Brain Growth Receptors and Lifespan (November 10 2008) http://dx.doi.org/10.1371/journal.pbio.0060274
A very readable overview of recent research from PLoS Biology: "When resources are short, growing organisms face an existential choice: should you ignore the shortage and hope for better times soon, or scale back and live within your limited means? And if you do scale back, will there be any payoff later in life? For animals, these choices are played out hormonally, with environmental fluctuations leading to internal rearrangements in endocrine signal and response throughout the growing body. In mammals, two principal hormones - growth hormone (GH) and insulin-like growth factor 1 (IGF-1) - promote growth. Remarkably, inhibiting one or both of these two not only retards growth, but also extends lifespan, not just in lab animals, but possibly also in people: mutations that reduce the function of the IGF-1 receptor have recently been discovered in centenarians (who are also short). Growth occurs throughout the body, and receptors for IGF-1 are found in every organ on virtually every cell. But [researchers have now shown] that it is the IGF-1 receptors in the brain that set the pattern for growth and lifespan."
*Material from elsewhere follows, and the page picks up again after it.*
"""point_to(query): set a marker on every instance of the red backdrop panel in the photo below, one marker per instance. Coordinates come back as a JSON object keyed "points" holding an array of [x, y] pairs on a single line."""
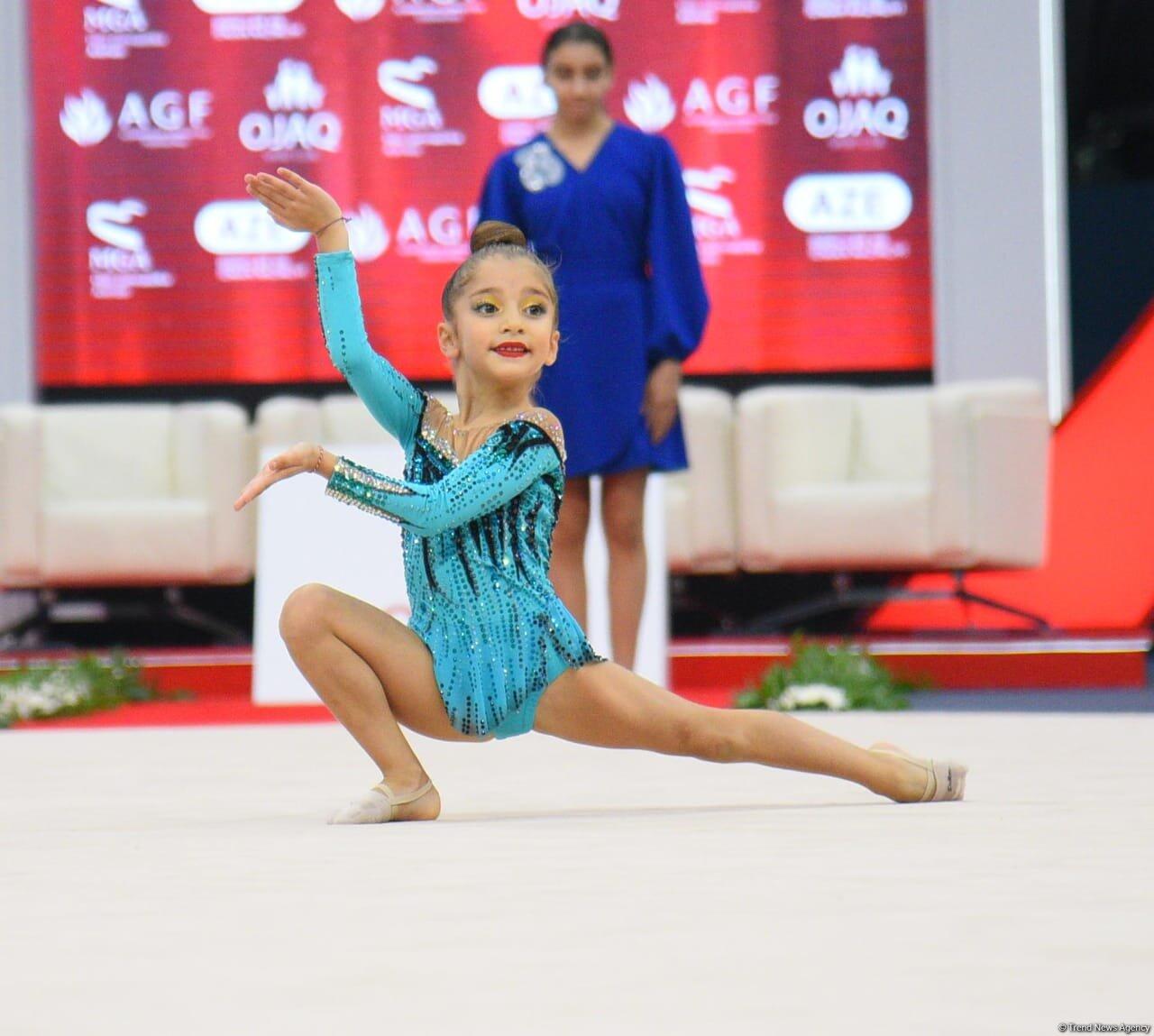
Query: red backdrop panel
{"points": [[801, 126]]}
Mainstream Press on the Singularity and Longevity (November 10 2008) http://english.ohmynews.com/ArticleView/article_view.asp?menu=A11100&no=384115&rel_no=1
An interesting, if flawed, article on the singularity and engineered longevity via the Korean OhmyNews: "Amidst the rapid changes of society ranging from general advances in science and technology to politics and social policy, with respect to knowledge, there is an emergent issue that promises to radically change our lives and our reality. It is predicted that within less than 20 years, the human lifespan will be extended to perhaps 150 or more years. Scientists and futurists on the cutting edge of thought about science and society believe that the increase in lifespan is one step towards what will be known as the Singularity, at which time, life might be extended indefinitely depending upon environmental conditions. The Singularity is the term used for a technological integration unheard of; it is a theoretical future point of unprecedented technological progress, caused in part by the ability of machines to improve themselves using artificial intelligence. It was just over a hundred years ago, when the human lifespan began to double to what it is today. It is possible that most people who lived only to 35 years of age thought that to live to 72 years would be too long and that they would be too tired. Nevertheless, we have adjusted and found life to be meaningful, even in our current 'long' life of 72 years."